Élayne le renseigna sur Caemlyn, sur ce à quoi s’attendre au Palais Royal et à qui s’adresser, ainsi que quelques détails sur la ville. Parfois elle se tenait d’une telle manière qu’il lui voyait presque une couronne sur la tête. Bien fol celui qui se laisserait entraîner dans une aventure avec une femme comme elle. Quand elles se levèrent pour s’en aller, il se sentit désolé de les voir partir.
Il se mit debout, se sentant soudain gêné. « Écoutez, vous m’avez grandement obligé. » Il toucha le document de l’Amyrlin, sur la table. « Grandement. Je sais que vous allez toutes devenir Aes Sedai – il buta un peu sur ces mots-là – et que tu seras reine un jour, Élayne, mais, si jamais vous avez besoin d’aide, s’il y a quoi que ce soit que je puisse faire, je viendrai. Vous pouvez y compter. Est-ce que j’ai dit quelque chose de drôle ? »
Élayne avait une main sur la bouche et Egwene luttait visiblement pour ne pas éclater de rire.
« Non, Mat », répliqua avec aisance Nynaeve, mais ses lèvres frémissaient. « Simplement quelque chose que j’ai remarqué chez les hommes.
— Il faudrait que tu sois une femme pour comprendre, dit Élayne.
— Que ton voyage se passe et se termine bien, Mat, dit à son tour Egwene. Et rappelle-toi, quand une femme a besoin d’un héros, elle en a besoin aujourd’hui, pas demain. » Son rire fusa, irrépressible.
Il regarda avec stupeur la porte qui se refermait sur elles. Les femmes, conclut-il pour au moins la centième fois, sont bizarres.
Puis son regard tomba sur la lettre d’Élayne et le document plié posé dessus. Le laissez-passer bienheureux de l’Amyrlin, déconcertant mais aussi bienvenu que du feu en hiver. Il exécuta une petite cabriole au milieu du tapis à fleurs. Caemlyn à voir et une reine à rencontrer. Vos propres paroles vont me libérer de vous, Amyrlin. Et me laisser aussi échapper à Séléné.
« Vous ne m’attraperez jamais », dit-il en riant – et il l’entendait pour l’une et l’autre. « Vous n’attraperez jamais Mat Cauthon. »
29
Un piège à faire jouer
Le chien tourne-broche était couché tranquillement dans un coin. Dardant sur lui un regard irrité, Nynaeve passa la main sur son front mouillé de transpiration pour l’essuyer et courba le dos pour exécuter à sa place le travail qu’il était censé accomplir. Je n’aurais pas été étonnée qu’elles me fourrent dans sa roue d’osier au lieu de me donner à tourner cette manivelle que maudisse la Lumière ! Les Aes Sedai ! Qu’elles brûlent toutes ! C’était une indication de son humeur massacrante que l’entendre user de pareil langage et une autre qu’elle ne s’en aperçoive même pas. Elle ne pensait pas que le feu dans le long âtre de pierre grise lui paraîtrait plus ardent si elle se faufilait dans cette roue. Elle était certaine que le chien bringé se moquait d’elle.

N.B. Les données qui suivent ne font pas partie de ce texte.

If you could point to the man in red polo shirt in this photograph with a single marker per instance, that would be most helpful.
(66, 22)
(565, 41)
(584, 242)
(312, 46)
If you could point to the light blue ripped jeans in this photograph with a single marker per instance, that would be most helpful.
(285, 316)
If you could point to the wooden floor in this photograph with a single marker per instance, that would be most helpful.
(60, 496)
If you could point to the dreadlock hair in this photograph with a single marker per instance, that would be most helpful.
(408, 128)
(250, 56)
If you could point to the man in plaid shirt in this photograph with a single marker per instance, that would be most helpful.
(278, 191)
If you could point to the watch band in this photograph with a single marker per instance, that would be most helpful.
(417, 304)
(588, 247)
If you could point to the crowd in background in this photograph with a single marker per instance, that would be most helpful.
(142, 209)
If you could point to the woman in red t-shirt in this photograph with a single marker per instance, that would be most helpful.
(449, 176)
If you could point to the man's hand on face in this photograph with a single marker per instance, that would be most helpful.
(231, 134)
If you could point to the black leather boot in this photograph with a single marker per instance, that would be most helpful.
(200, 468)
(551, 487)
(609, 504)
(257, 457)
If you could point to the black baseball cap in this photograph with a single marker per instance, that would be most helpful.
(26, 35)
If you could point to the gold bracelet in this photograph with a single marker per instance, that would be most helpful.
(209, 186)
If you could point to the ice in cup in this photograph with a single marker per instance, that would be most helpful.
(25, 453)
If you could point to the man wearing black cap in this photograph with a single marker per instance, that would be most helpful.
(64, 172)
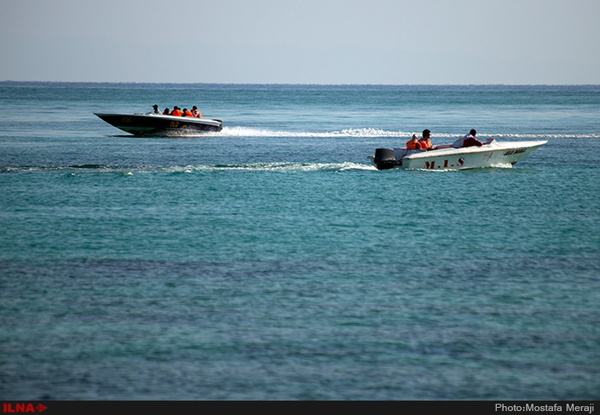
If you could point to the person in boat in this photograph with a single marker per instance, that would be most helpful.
(468, 140)
(413, 143)
(425, 142)
(196, 112)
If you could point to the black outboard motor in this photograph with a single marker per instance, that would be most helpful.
(385, 159)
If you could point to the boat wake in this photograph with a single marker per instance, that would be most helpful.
(278, 167)
(375, 133)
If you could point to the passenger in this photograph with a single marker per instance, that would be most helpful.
(413, 143)
(468, 140)
(426, 141)
(196, 112)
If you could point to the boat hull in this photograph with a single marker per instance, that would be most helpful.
(165, 125)
(448, 158)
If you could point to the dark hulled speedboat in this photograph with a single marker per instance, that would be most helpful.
(162, 125)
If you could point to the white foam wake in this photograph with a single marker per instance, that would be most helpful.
(351, 132)
(375, 132)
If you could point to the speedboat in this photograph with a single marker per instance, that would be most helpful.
(446, 157)
(158, 124)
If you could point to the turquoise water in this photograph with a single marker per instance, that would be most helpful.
(271, 261)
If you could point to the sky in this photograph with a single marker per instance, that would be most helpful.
(302, 41)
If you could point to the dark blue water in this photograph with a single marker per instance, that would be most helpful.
(272, 261)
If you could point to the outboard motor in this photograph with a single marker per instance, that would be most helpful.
(384, 158)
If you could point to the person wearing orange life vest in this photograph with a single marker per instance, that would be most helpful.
(196, 112)
(426, 141)
(413, 143)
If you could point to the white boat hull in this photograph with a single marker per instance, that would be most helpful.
(493, 154)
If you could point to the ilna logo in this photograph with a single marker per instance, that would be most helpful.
(14, 408)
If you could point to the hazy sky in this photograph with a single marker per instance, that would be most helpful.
(303, 41)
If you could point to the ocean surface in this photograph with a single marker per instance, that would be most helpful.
(271, 261)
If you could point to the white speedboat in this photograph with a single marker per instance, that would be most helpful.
(446, 157)
(158, 124)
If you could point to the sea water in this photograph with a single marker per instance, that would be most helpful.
(272, 261)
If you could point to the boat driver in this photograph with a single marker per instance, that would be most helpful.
(468, 140)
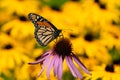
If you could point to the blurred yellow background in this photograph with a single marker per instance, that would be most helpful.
(93, 26)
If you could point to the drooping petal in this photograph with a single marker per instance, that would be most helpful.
(72, 71)
(60, 68)
(74, 67)
(77, 60)
(44, 63)
(56, 65)
(38, 61)
(49, 67)
(40, 72)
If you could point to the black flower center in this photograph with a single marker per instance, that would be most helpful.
(8, 46)
(109, 68)
(63, 47)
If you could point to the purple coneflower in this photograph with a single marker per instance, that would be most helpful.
(55, 57)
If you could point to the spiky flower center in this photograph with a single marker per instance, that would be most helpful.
(63, 47)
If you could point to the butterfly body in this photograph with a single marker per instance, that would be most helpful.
(45, 31)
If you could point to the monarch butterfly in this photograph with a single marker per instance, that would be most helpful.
(45, 31)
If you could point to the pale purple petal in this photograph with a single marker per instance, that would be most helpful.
(60, 68)
(74, 67)
(81, 64)
(56, 65)
(40, 72)
(44, 63)
(72, 71)
(50, 66)
(38, 61)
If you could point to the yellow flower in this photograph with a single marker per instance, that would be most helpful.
(20, 6)
(12, 53)
(22, 32)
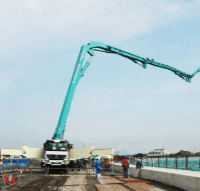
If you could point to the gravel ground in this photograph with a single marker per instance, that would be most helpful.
(39, 182)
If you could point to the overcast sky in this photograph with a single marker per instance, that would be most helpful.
(117, 103)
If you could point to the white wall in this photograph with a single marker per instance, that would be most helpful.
(185, 179)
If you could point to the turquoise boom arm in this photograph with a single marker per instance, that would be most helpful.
(80, 69)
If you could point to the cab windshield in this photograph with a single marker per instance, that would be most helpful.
(56, 147)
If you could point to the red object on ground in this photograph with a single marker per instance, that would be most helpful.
(6, 179)
(13, 180)
(125, 162)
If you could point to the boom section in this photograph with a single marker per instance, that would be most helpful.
(80, 69)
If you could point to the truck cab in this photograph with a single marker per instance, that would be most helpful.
(56, 153)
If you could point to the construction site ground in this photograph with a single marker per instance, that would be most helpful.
(79, 181)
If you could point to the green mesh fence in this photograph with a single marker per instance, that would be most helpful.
(193, 163)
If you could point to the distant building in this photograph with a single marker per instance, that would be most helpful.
(158, 152)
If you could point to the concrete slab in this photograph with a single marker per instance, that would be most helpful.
(142, 187)
(115, 187)
(108, 180)
(132, 180)
(73, 188)
(76, 180)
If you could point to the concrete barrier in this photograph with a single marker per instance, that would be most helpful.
(184, 179)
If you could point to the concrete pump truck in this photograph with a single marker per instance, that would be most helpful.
(57, 149)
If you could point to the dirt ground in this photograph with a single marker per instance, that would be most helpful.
(39, 182)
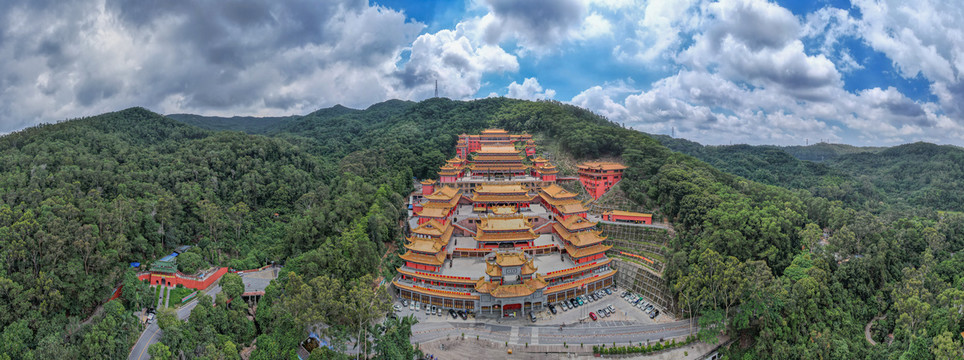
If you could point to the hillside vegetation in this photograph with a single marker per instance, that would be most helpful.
(913, 178)
(746, 259)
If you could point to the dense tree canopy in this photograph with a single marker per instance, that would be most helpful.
(323, 194)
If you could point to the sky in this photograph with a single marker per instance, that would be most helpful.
(861, 72)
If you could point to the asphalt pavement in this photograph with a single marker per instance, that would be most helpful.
(256, 281)
(153, 333)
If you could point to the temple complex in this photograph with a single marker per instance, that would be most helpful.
(600, 176)
(496, 235)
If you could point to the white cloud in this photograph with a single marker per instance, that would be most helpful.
(64, 60)
(748, 77)
(455, 60)
(600, 99)
(924, 38)
(530, 90)
(538, 25)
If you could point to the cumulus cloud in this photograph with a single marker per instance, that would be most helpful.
(748, 77)
(926, 38)
(530, 90)
(537, 24)
(452, 58)
(253, 57)
(604, 100)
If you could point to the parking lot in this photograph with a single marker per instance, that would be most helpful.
(625, 314)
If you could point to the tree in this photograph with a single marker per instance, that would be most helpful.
(232, 285)
(135, 292)
(810, 236)
(367, 302)
(167, 318)
(160, 351)
(319, 302)
(946, 348)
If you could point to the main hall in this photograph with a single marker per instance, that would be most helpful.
(496, 234)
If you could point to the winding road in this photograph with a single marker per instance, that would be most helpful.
(254, 281)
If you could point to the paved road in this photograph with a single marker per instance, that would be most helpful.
(630, 324)
(604, 332)
(153, 333)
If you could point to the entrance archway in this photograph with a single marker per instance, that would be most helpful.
(508, 309)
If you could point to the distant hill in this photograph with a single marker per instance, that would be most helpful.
(826, 151)
(918, 175)
(248, 124)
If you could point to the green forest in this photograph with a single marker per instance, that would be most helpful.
(81, 199)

Élayne recueillait à l’aide d’une cuillère en bois au grand manche la graisse tombant dans la lèchefrite sous les rôtis, tandis qu’Egwene se servait d’une cuillère identique pour arroser la viande. La vaste cuisine poursuivait autour d’elles la routine de la préparation du repas de midi. Même les novices s’étaient tellement habituées à voir là des Acceptées qu’elles ne regardaient même plus les trois jeunes femmes. Non pas que les cuisinières laissaient aux novices le loisir de musarder. Le travail forme le caractère, selon la formule des Aes Sedai, et les cuisinières veillaient à ce que les novices se forgent un caractère solide. Ainsi que les trois Acceptées.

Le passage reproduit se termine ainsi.